Police investigation into Chinese consulate assault ‘complex and sensitive’
police investigation into the treatment of a Hong Kong pro-democracy protester who was beaten at the Chinese consulate in Manchester is “complex and sensitive” and will take some time, a senior officer has said.
Outrage was sparked when a man was dragged into the grounds of the building on Sunday and had to be rescued by UK police who feared for his safety.
Foreign Secretary James Cleverly called the attack unacceptable, and said he had summoned the Chinese charge d’affaires, but it was one of his officials who spoke to him after the incident on Sunday afternoon.
In an update on Wednesday, Greater Manchester Police assistant chief constable Rob Potts said: “We’re aware and totally understand the amount of focus on this investigation due to the weekend’s events causing shock and concern in the city and much wider afield.
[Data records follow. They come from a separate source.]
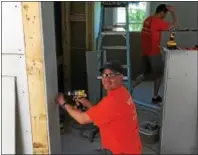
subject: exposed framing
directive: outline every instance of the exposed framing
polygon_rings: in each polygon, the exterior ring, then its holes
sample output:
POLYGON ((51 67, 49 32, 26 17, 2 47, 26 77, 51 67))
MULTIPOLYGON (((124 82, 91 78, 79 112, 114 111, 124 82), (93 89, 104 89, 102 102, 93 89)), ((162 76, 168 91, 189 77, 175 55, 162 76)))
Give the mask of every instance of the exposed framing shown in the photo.
POLYGON ((41 2, 22 2, 33 151, 49 154, 40 9, 41 2))

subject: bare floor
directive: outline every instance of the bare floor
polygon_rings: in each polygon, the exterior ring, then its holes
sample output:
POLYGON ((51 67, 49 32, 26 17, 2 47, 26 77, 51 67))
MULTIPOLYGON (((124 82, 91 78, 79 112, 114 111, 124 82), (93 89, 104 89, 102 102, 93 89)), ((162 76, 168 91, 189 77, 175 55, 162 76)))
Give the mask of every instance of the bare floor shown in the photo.
MULTIPOLYGON (((150 102, 152 97, 151 82, 144 82, 134 91, 134 96, 137 99, 150 102)), ((162 90, 161 90, 162 91, 162 90)), ((137 105, 138 119, 141 124, 144 121, 160 121, 160 111, 151 111, 137 105)), ((100 149, 99 136, 93 143, 80 135, 80 130, 72 126, 71 123, 65 128, 65 132, 61 137, 62 139, 62 153, 63 154, 98 154, 100 149)), ((143 154, 158 154, 159 142, 155 144, 143 143, 143 154)))

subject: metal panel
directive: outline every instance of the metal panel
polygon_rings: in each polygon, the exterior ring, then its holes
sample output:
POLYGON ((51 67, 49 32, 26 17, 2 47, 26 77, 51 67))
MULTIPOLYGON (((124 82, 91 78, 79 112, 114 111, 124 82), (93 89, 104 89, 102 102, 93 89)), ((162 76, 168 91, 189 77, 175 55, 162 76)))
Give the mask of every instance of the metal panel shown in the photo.
POLYGON ((23 37, 21 2, 2 2, 2 53, 24 54, 23 37))
POLYGON ((42 2, 42 26, 44 44, 45 87, 48 110, 48 134, 50 154, 61 153, 58 105, 54 102, 58 93, 56 44, 53 2, 42 2))
POLYGON ((15 77, 2 77, 2 153, 15 154, 16 90, 15 77))
POLYGON ((2 55, 2 75, 16 77, 16 152, 19 154, 32 154, 33 144, 25 66, 23 55, 2 55))
POLYGON ((197 52, 165 49, 161 154, 197 152, 197 52))

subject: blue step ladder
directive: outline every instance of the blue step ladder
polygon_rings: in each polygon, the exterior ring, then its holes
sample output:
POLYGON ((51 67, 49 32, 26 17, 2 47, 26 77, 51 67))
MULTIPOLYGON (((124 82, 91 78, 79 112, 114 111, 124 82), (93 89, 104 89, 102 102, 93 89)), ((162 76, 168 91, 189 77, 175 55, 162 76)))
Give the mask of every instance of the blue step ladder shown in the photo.
MULTIPOLYGON (((111 2, 111 1, 103 1, 101 2, 101 13, 100 13, 100 25, 99 25, 99 34, 98 34, 98 42, 97 42, 97 56, 98 56, 98 69, 103 66, 103 64, 107 61, 106 52, 108 50, 124 50, 126 52, 126 65, 124 67, 127 69, 127 75, 124 76, 124 83, 128 90, 132 93, 132 78, 131 78, 131 55, 130 55, 130 33, 129 33, 129 16, 126 13, 126 23, 120 25, 112 25, 112 26, 104 26, 105 19, 105 9, 106 8, 125 8, 126 12, 128 12, 128 2, 111 2), (123 28, 123 31, 115 31, 116 28, 123 28), (110 29, 110 30, 105 30, 110 29), (125 38, 125 45, 122 46, 103 46, 103 38, 105 36, 123 36, 125 38)), ((101 76, 97 76, 97 79, 101 79, 101 76)), ((101 88, 100 96, 103 96, 103 90, 101 88)))
MULTIPOLYGON (((125 11, 128 12, 130 2, 122 2, 122 1, 103 1, 101 2, 101 12, 100 12, 100 25, 99 25, 99 33, 98 33, 98 41, 96 46, 97 51, 97 61, 98 61, 98 70, 103 66, 103 64, 107 61, 107 52, 108 50, 124 50, 126 52, 126 65, 124 67, 127 69, 127 75, 124 76, 124 85, 128 88, 129 92, 133 93, 132 87, 132 66, 131 66, 131 51, 130 51, 130 32, 129 32, 129 15, 126 13, 125 16, 125 23, 120 25, 112 25, 112 26, 105 26, 104 19, 105 19, 105 9, 106 8, 118 8, 122 7, 125 8, 125 11), (123 28, 123 31, 115 31, 116 28, 123 28), (108 29, 108 30, 106 30, 108 29), (110 29, 110 30, 109 30, 110 29), (103 39, 105 36, 123 36, 125 38, 125 45, 122 46, 104 46, 103 39)), ((138 2, 131 2, 131 3, 138 3, 138 2)), ((99 72, 98 72, 99 74, 99 72)), ((97 76, 98 80, 101 80, 102 77, 99 75, 97 76)), ((104 96, 104 89, 100 84, 100 98, 104 96)), ((160 110, 159 106, 145 103, 144 101, 140 101, 134 99, 134 102, 138 105, 142 105, 144 107, 148 107, 151 109, 160 110)))

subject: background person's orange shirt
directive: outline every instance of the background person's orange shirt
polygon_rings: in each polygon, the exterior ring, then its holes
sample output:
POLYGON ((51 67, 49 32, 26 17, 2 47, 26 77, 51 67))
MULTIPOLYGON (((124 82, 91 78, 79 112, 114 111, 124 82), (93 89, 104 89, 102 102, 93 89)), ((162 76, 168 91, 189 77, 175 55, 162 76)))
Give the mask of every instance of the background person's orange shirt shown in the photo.
POLYGON ((160 53, 161 33, 169 30, 170 23, 155 16, 148 17, 141 32, 142 54, 146 56, 160 53))
POLYGON ((109 92, 87 114, 100 128, 104 149, 113 154, 142 153, 135 104, 125 87, 109 92))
“Our experienced detectives are diligently working through a lot of evidence and statements to ensure they have a comprehensive understanding of the timeline of events that led to this initially peaceful protest unexpectedly escalating in the way it appears to have done.
“There are many strands to this complex and sensitive inquiry, and we will do all we can to achieve as many answers as possible, but I must stress that this investigation will take time and we will provide as regular an update as we can in due course.”
Scuffles broke out outside the building after 30 to 40 pro-democracy protesters gathered and put up posters.
The injured campaigner told BBC Chinese that unidentified men had ripped down the posters before he was attacked.
UK police are not normally allowed to enter consulate grounds without permission. The properties fall under UK law, but staff who work there may have diplomatic immunity.
Discussing his thoughts on the incident, Mr Cleverly told Sky News: “We said this is absolutely unacceptable, that the protests were peaceful and legal. They were on British soil and it is absolutely unacceptable for this kind of behaviour.
“Now, my understanding is the Greater Manchester Police will be conducting an investigation into this and when I see the details of that investigation, I’ll then decide what more we might need to do on that.”
During an interview with BBC Radio 4’s Today programme later, Mr Cleverly did not rule out prosecuting those involved in the attack, regardless of diplomatic immunity.
He said: “I don’t want to speculate about what we might do in response to the information we get from the Greater Manchester Police.”
The UK yesterday summoned the Chinese ambassador’s deputy to demand an explanation for the incident as the Chinese ambassador is believed to be out of the country.
China’s foreign ministry has rejected the protester’s account, stating its diplomatic missions abroad have the right to “take necessary measures” to maintain security.
Wang Wenbin, Chinese foreign ministry spokesman, told reporters on Tuesday: “What I want to stress is that the peace and dignity of Chinese embassies and consulates abroad must not be violated.”